Pada tahap awal paranoia, penanganan secara kelompok maupun individual masih efektif, terutama apabila penderita memiliki kesadaran untuk mencari bantuan profesional.

Tehnik terapi tingkah laku menunjukkan hal-hal menjanjikan seperti, ide paranoid muncul karena berbagai kombinasi hal-hal yang tidak menyenangkan, berbagai faktor perubah dalam situasi kehidupan seseorang semakin memperkuat perilaku maladaptifnya dan berkembang menjadi cara yang ampuh untuk mengatasi permasalahannya.

Sekali sistem delusi menetap, penanganan akan menjadi sangat sukar. Biasanya sulit berkomunikasi dengan paranoiac untuk mengatasi masalahnya dengan cara-cara yang rasional. Dalam situasi seperti ini penderita enggan berkonsultasi, tetapi mereka berusaha mencari pembenaran dan pengertian dari orang lain terhadap kesalahan yang mereka lakukan.

Hal yang tidak menguntungkan adalah kurang begitu bermanfaatnya merumahsakitkan paranoiac.
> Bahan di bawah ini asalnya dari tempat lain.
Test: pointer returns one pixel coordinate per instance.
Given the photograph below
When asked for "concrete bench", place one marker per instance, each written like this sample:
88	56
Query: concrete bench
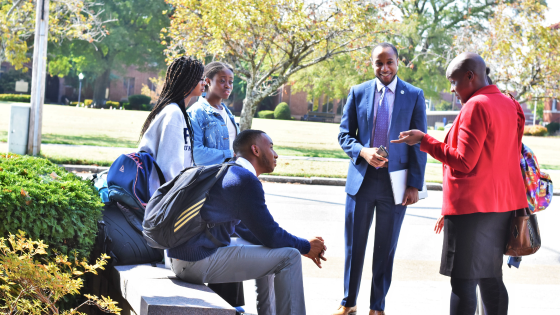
157	291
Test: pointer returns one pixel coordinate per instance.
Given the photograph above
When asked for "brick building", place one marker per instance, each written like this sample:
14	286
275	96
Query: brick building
57	89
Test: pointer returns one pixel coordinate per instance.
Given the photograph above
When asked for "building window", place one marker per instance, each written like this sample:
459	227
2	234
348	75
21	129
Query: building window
128	85
328	106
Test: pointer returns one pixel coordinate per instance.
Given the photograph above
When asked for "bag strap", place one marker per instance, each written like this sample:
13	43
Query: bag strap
183	106
158	169
160	174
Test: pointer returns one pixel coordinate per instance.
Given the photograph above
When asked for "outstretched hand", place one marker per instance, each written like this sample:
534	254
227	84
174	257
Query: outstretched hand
410	137
317	251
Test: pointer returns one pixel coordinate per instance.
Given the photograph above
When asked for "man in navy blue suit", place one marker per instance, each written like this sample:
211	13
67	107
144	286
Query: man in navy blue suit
375	112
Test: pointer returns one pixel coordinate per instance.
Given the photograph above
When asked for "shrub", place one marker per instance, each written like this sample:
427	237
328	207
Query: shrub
136	101
15	98
553	127
48	203
29	285
535	130
266	114
111	103
282	111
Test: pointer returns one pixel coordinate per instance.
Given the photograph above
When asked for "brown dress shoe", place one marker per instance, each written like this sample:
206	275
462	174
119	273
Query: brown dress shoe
343	310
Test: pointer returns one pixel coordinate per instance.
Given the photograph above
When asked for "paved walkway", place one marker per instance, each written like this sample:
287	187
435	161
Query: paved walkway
283	157
417	288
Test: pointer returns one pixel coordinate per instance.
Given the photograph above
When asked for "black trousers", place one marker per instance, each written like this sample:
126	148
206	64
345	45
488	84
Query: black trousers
464	300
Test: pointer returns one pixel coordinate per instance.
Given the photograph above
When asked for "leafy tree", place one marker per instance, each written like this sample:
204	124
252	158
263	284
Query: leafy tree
134	40
522	52
68	19
267	41
424	37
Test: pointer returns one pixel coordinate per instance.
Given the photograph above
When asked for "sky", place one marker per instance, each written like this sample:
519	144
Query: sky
553	14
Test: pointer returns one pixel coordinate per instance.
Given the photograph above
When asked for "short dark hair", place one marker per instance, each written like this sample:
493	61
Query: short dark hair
387	45
245	139
214	67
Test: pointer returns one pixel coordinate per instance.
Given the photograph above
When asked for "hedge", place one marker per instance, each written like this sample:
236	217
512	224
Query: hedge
553	127
15	98
267	114
535	130
139	101
48	203
282	111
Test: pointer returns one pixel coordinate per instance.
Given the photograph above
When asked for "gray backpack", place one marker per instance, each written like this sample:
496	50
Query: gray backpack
172	215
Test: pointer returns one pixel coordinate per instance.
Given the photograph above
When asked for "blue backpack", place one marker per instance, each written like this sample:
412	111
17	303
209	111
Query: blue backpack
128	180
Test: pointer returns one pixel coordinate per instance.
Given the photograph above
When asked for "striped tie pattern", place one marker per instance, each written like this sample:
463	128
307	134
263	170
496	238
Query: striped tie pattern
381	121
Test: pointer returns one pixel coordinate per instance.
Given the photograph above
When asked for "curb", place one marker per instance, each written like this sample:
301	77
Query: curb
84	168
322	181
265	178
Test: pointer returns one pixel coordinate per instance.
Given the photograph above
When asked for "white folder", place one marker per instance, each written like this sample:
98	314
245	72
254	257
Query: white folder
398	182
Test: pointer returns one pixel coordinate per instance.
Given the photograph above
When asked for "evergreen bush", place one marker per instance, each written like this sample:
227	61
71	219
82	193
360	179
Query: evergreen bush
138	101
282	111
266	114
15	98
48	203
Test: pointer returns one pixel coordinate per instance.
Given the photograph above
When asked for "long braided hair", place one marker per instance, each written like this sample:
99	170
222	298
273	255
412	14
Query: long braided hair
183	75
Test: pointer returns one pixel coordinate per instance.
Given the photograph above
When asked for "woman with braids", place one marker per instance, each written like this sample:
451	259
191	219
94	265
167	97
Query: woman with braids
166	134
214	127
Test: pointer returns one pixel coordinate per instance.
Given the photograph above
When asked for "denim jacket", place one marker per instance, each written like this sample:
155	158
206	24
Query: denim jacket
210	133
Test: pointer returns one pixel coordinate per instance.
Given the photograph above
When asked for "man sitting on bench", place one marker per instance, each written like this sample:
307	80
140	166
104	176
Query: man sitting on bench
239	197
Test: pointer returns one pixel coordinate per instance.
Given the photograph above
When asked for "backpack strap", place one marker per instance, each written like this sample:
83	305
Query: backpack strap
220	174
160	174
183	106
158	169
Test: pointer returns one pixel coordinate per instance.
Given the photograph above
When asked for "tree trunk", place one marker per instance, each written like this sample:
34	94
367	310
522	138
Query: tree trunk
247	112
100	86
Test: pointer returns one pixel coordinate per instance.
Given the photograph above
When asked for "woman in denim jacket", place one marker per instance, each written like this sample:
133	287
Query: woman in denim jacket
214	127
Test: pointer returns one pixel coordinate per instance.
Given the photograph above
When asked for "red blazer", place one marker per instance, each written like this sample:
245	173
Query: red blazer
481	153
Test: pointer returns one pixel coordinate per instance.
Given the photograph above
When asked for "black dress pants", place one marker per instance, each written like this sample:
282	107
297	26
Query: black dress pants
464	300
231	292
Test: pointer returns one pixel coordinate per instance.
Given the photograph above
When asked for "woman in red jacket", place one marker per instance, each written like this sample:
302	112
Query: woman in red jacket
482	184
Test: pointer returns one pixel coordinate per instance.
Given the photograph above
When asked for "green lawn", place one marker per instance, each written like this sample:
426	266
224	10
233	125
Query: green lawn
116	129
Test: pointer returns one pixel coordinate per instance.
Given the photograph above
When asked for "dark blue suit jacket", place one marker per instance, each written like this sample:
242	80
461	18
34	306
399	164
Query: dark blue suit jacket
409	112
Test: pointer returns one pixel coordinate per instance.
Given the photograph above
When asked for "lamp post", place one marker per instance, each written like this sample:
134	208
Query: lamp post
81	77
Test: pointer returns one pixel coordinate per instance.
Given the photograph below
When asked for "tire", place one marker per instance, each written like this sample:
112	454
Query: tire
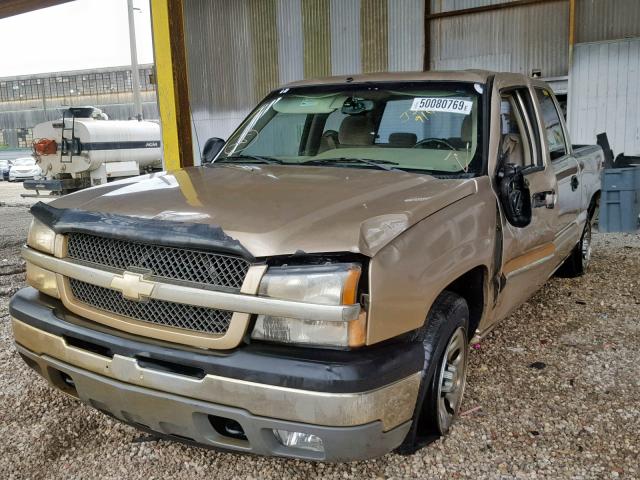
446	351
577	263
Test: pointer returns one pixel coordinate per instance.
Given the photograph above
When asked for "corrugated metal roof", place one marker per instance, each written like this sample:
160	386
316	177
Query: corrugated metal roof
598	20
345	37
290	41
406	35
504	40
438	6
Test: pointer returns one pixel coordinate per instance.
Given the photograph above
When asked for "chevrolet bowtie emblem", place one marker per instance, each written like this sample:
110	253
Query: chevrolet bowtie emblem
132	285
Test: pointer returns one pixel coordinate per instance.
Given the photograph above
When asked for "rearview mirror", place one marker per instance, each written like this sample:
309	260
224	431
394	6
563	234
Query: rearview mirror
515	196
355	106
211	149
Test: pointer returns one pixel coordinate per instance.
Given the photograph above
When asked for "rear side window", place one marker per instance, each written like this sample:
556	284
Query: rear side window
552	125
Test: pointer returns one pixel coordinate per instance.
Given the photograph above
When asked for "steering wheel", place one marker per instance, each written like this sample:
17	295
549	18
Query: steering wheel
435	141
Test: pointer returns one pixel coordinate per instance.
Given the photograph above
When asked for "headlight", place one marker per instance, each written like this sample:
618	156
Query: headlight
41	237
42	280
333	284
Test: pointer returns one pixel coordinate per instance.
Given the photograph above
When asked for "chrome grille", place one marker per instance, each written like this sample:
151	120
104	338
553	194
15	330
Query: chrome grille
158	312
207	268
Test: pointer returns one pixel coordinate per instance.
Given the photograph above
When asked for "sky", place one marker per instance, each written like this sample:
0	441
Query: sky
73	36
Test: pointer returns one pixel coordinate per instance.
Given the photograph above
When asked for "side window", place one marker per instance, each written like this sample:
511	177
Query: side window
552	125
515	140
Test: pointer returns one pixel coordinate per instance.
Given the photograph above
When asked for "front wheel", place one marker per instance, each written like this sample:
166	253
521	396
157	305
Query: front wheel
446	351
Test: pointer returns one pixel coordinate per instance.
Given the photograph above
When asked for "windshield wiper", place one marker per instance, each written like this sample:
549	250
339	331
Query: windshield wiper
252	158
381	164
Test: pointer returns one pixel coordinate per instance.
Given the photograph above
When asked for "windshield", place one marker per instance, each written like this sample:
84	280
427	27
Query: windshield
414	126
24	161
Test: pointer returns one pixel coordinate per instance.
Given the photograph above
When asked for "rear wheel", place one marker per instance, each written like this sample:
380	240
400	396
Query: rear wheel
446	350
578	261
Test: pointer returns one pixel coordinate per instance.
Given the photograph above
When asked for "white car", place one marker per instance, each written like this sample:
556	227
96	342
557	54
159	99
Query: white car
24	169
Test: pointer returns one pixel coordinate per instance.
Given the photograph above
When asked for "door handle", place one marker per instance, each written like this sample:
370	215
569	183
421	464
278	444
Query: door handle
574	183
544	199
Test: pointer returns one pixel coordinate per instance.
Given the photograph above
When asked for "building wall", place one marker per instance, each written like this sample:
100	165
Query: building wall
239	50
604	94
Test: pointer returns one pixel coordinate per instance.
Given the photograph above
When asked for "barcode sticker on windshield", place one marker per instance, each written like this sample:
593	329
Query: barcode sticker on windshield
438	104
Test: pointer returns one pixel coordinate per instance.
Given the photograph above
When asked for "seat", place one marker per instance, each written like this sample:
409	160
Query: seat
328	141
356	131
466	133
512	149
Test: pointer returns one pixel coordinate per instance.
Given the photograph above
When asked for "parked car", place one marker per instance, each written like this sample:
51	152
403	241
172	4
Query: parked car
24	169
312	291
5	165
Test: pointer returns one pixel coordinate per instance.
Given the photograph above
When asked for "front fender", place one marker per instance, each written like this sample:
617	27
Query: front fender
407	275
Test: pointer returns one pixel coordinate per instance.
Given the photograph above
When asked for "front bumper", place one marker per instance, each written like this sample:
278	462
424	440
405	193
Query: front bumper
359	404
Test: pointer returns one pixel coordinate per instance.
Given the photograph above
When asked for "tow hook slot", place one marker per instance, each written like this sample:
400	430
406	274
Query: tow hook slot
227	427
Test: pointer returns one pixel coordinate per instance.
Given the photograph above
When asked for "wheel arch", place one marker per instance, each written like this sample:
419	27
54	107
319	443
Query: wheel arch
472	286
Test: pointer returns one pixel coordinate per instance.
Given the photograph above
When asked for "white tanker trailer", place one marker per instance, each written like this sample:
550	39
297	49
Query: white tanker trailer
84	149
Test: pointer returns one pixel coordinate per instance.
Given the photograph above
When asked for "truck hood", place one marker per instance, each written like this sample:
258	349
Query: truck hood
280	210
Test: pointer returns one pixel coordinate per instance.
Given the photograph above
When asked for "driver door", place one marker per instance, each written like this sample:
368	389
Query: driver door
527	252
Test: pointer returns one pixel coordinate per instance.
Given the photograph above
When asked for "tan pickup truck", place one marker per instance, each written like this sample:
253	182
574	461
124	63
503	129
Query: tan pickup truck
312	290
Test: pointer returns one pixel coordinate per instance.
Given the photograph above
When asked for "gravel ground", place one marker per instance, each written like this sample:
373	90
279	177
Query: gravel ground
553	393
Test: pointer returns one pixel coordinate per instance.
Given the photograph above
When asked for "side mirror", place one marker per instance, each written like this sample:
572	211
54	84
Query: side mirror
211	149
515	196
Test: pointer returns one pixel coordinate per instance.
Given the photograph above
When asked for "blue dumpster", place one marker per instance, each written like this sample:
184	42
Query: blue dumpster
620	200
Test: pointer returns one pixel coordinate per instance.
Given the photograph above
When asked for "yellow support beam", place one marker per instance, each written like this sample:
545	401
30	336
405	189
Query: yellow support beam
171	82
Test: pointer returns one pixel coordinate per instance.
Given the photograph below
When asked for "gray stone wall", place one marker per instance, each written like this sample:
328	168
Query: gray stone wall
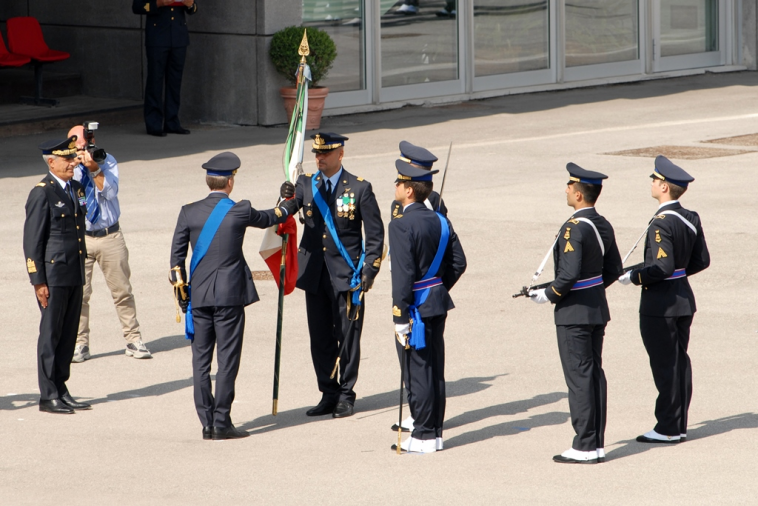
749	34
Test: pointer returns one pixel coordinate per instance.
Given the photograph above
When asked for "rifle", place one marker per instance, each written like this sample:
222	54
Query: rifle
525	290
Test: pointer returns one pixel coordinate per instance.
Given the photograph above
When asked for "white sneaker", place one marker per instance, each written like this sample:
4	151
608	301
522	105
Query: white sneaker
572	456
81	353
406	425
137	350
407	9
413	445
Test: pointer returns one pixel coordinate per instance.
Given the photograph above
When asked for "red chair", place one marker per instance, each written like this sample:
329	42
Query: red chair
25	38
8	59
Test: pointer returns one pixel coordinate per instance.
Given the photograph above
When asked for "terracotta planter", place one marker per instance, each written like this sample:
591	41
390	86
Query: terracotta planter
316	98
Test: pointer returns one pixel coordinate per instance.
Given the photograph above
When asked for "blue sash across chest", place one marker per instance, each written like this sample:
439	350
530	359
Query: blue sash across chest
326	213
201	248
422	287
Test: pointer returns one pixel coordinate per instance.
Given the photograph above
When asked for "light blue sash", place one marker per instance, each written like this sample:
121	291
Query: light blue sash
323	207
198	252
418	332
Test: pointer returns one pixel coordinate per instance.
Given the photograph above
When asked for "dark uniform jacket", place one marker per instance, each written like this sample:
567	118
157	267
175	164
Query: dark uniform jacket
317	244
164	26
578	256
222	278
54	243
414	240
434	200
671	245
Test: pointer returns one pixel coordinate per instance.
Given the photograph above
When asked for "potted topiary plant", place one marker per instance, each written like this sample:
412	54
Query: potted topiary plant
284	55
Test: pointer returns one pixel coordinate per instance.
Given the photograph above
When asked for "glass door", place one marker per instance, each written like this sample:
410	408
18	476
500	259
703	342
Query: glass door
688	34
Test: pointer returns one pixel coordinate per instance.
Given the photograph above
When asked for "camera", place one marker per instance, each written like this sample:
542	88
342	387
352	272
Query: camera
97	154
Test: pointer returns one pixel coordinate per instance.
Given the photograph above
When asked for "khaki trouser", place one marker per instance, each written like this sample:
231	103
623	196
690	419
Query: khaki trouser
113	258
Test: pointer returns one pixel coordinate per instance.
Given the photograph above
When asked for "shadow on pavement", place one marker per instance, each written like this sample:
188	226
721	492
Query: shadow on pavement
705	429
296	417
159	345
508	428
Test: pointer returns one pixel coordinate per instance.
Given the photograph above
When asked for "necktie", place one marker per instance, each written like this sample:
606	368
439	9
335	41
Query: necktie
93	208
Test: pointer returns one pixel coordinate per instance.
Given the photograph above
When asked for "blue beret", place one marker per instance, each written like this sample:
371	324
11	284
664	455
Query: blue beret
416	154
666	170
223	164
580	175
65	148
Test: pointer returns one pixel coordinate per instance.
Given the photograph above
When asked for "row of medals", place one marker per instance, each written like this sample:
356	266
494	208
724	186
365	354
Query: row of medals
346	206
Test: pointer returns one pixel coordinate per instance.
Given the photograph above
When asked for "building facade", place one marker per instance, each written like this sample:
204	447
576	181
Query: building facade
392	53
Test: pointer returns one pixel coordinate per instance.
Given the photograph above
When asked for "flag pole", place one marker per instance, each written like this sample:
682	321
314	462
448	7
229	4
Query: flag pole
293	152
279	321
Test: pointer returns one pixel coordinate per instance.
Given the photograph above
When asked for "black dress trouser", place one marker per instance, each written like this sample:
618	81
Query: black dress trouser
328	326
165	66
581	351
225	327
666	340
57	339
424	379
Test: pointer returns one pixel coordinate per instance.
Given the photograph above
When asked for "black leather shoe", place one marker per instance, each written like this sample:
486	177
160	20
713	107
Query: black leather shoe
645	439
231	432
343	410
324	407
567	460
71	403
55	406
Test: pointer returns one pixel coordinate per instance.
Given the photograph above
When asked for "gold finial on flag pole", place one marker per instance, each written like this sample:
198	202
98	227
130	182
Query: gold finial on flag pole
304	49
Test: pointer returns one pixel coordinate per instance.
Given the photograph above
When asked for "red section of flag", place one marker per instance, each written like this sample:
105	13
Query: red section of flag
274	261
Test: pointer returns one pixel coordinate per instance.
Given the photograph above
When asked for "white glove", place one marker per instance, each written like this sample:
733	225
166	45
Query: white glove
626	279
538	296
401	332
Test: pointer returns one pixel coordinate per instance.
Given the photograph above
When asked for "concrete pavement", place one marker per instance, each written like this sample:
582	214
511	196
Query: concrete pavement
507	412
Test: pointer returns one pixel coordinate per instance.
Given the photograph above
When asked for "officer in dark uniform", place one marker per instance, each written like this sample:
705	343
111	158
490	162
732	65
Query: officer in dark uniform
221	285
334	284
427	261
420	158
587	261
423	159
166	41
55	252
675	249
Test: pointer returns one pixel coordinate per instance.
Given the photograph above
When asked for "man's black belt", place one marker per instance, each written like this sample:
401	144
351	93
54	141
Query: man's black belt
103	232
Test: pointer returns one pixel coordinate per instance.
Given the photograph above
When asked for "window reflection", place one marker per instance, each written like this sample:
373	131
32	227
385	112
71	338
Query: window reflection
689	26
419	41
511	36
344	21
601	31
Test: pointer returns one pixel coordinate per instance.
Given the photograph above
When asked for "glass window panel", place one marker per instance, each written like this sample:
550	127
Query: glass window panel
419	41
689	26
601	31
344	21
511	36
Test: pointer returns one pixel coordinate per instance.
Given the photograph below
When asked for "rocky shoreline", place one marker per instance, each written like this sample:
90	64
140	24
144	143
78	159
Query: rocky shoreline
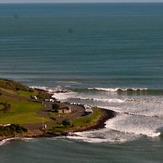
106	115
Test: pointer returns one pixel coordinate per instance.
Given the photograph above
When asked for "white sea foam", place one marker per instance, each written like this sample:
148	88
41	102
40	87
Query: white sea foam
115	100
116	89
137	125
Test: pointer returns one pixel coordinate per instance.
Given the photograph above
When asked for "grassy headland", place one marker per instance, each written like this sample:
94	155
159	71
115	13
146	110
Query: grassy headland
27	109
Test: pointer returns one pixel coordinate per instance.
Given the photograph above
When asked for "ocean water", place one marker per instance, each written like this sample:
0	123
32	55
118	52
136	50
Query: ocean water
106	55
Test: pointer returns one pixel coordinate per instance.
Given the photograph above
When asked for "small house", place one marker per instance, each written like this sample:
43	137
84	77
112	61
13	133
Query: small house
65	109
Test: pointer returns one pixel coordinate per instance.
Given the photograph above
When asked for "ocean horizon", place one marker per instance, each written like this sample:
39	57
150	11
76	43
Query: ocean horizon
108	55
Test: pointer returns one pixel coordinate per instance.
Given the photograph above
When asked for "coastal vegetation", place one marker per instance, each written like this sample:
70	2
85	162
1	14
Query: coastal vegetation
27	109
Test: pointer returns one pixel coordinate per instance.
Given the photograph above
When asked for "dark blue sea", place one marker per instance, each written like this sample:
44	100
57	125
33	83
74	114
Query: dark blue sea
105	55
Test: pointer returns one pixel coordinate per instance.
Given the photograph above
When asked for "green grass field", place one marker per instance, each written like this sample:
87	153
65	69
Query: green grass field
21	111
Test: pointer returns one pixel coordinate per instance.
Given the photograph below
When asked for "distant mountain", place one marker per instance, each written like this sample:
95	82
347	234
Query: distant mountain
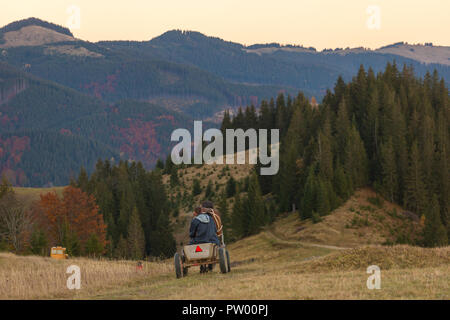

Kepada paranoiac biasanya lebih efektif memberikan hukuman daripada penanganan. Mereka cenderung menunjukkan kesuperiorannya kepada pasien lain apabila di rumah sakit dan mengeluh apabila keluarga dan petugas kesehatan menempatkan mereka di rumah sakit tanpa alasan yang valid, sehingga mereka menolak bekerjasama dan berpartisipasi dalam kegiatan treatment. Dengan demikian kegagalannya untuk mengendalikan tindakan dan pikirannya dan sulitnya bekerjasama membuat mereka tinggal dalam waktu lama di rumah sakit. Hal ini membuat mereka susah untuk recovery. Meskipun demikian secara tradisional prognosa tentang paranoia kurang begitu bermanfaat.

Pada saat awal mengidentifikasikan psikosis dengan schizophrenia dan paranoia, telah disepakati bahwa manifestasi klinis dari kasus ini harus dibedakan dengan gangguan neurosis atau psikosomatik. Ciri schizophrenia jelas adanya kegagalan pemahaman/kontak dengan realitas dan terjadi disorganisasi kepribadian seperti gangguan dalam fungsi berpikir, afek/perasaan maupun masalah perilaku.

Identifikasi sebagian besar jenis schizophrenia seperti acute, paranoid, katatonik, hebephrenic dan simple memperlihatkan perbedaan klinis untuk setiap jenis. Berbagai faktor penyebab masih sulit dipahami mengapa hal tersebut dapat berkembang. Meskipun demikian para ahli melihat adanya peran faktor genetik yang signifikan yang menyebabkan schizophrenia. Mungkin karena neuropshysiological atau perubahan biochemical yang mengganggu otak berfungsi normal, termasuk disini adalah kegagalan dalam menyeleksi mekanismenya. Penyebab yang tepat dari perubahan tersebut harus dapat dipastikan untuk menentukan apakah karena faktor genetik atau karena gangguan mental. Namun, harus pula diperhatikan penyebab psikologis lainnya yang signifikan. Disamping itu faktor psikososial memegang peranan penting pula.Penanganan inovatif perlu dipertimbangkan seperti chemotherapy, terapi psikososial, program paska perawatan akan membuat kondisi penderita lebih baik.

Gangguan paranoid biasanya tidak mengalami disorganisasi kepribadian yang parah dibandingkan dengan jenis psikosis lainnya, namun mereka sangat resisten/menolak berbagai tindakan terapi yang diberikan.